The Complaint and Consent Judgment filed today allege that Wyeth violated state consumer protection laws by misrepresenting the uses and benefits of Rapamune, including making representations related to: (1) the unapproved use of Rapamune following an organ transplant other than a kidney transplant; (2) the unapproved protocol of converting patients to Rapamune after initially receiving a different immunosuppressive drug; and (3) using Rapamune in unapproved drug combinations.
“It is vital that consumers be able to rely upon accurate representations of products that are being used to treat a medical condition, and that off-label uses and their promotion be curtailed,” says John Sours, Administrator of the Governor’s Office of Consumer Protection. “We are very pleased with this outcome.”
The Consent Judgment requires Pfizer to ensure for long periods into the future that its marketing and promotional practices do not unlawfully promote Rapamune or any Pfizer product. Specifically, Pfizer shall not:
Make, or cause to be made, any written or oral claim that is false, misleading, or deceptive regarding any Pfizer Product;
Make any claim comparing the safety or efficacy of a Pfizer Product to another product when that claim is not supported by substantial evidence as defined by Federal law and regulations;
Promote any Pfizer Product for Off-Label uses;
Include mechanisms in its financial incentives to provide incentive compensation for sales that may be attributable to the Off-Label uses of any Pfizer Product;
Affirmatively seek the inclusion of Rapamune in hospital protocols or standing orders unless Rapamune has been approved by the FDA for the indication for which it is to be included in the protocol or standing order;
Disseminate information describing any Off-Label or unapproved use of Rapamune unless such information and materials comply with applicable FDA regulations and the recommended actions in FDA Guidances for Industry; or
Seek to influence the prescribing of Rapamune in hospitals or transplant centers in any manner (including through funding clinical trials) that does not comply with the Federal anti-kickback statute.

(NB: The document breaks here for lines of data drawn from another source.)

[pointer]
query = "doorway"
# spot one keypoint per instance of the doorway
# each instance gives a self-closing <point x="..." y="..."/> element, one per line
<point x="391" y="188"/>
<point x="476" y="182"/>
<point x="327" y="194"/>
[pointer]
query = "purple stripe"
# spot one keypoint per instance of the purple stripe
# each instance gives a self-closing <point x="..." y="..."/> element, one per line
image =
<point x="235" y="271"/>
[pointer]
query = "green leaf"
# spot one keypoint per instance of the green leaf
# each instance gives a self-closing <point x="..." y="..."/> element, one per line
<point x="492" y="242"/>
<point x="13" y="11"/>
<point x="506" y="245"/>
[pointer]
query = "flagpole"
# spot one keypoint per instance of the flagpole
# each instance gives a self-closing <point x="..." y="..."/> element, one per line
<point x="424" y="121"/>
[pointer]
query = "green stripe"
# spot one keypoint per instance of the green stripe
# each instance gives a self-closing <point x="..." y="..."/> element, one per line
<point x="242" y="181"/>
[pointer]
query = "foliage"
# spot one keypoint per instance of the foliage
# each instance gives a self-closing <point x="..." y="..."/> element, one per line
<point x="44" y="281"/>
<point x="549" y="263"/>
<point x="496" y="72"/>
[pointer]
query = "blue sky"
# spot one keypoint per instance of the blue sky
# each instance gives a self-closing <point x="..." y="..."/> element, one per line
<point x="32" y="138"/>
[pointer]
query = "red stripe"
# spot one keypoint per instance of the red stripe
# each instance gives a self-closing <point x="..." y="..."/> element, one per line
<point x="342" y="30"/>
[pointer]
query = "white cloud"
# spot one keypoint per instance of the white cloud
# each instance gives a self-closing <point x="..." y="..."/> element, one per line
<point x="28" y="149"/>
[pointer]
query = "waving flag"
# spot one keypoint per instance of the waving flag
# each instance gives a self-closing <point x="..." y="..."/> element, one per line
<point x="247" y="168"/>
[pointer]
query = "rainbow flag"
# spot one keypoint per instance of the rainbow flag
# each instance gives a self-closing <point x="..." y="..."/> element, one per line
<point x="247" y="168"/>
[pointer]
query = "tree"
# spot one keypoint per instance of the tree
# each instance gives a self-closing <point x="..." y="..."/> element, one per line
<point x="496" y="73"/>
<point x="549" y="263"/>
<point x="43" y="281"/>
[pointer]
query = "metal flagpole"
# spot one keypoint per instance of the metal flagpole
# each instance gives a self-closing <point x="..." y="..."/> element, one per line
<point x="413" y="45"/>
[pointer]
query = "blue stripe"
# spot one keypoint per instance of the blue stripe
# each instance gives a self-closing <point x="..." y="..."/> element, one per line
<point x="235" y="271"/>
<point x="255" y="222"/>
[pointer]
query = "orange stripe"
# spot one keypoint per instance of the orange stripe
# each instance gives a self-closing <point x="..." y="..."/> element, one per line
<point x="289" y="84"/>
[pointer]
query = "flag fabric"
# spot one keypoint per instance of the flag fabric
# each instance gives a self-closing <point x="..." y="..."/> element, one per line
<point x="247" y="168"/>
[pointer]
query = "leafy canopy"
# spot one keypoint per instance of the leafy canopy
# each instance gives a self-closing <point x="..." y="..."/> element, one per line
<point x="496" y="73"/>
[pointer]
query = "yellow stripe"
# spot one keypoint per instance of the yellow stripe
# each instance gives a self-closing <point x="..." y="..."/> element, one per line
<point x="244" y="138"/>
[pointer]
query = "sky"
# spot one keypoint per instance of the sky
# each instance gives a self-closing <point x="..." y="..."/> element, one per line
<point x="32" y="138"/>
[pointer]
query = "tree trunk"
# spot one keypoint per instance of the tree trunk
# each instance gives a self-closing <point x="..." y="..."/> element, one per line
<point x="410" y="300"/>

Georgia’s share of this settlement is $899,011.88.
“This settlement holds Wyeth Pharmaceuticals accountable for their deceptive marketing practice of promoting a drug for uses not approved by the Food and Drug Administration,” said Attorney General Sam Olens. “Consumers should feel confident that they can make important medical decisions based on accurate information.”
Oregon and Texas led the Executive Committee, which also includes Attorneys General from California, Florida, Illinois, Maryland, New York, North Carolina, and Pennsylvania.
Also participating in the settlement are Alabama, Arizona, Arkansas, Colorado, Delaware, District of Columbia, Hawaii, Indiana, Iowa, Kansas, Kentucky, Louisiana, Maine, Massachusetts, Michigan, Minnesota, Mississippi, Missouri, Nebraska, Nevada, New Hampshire, New Jersey, New Mexico, North Dakota, Ohio, Oklahoma, South Dakota, Tennessee, Utah, Virginia, Washington, and Wisconsin.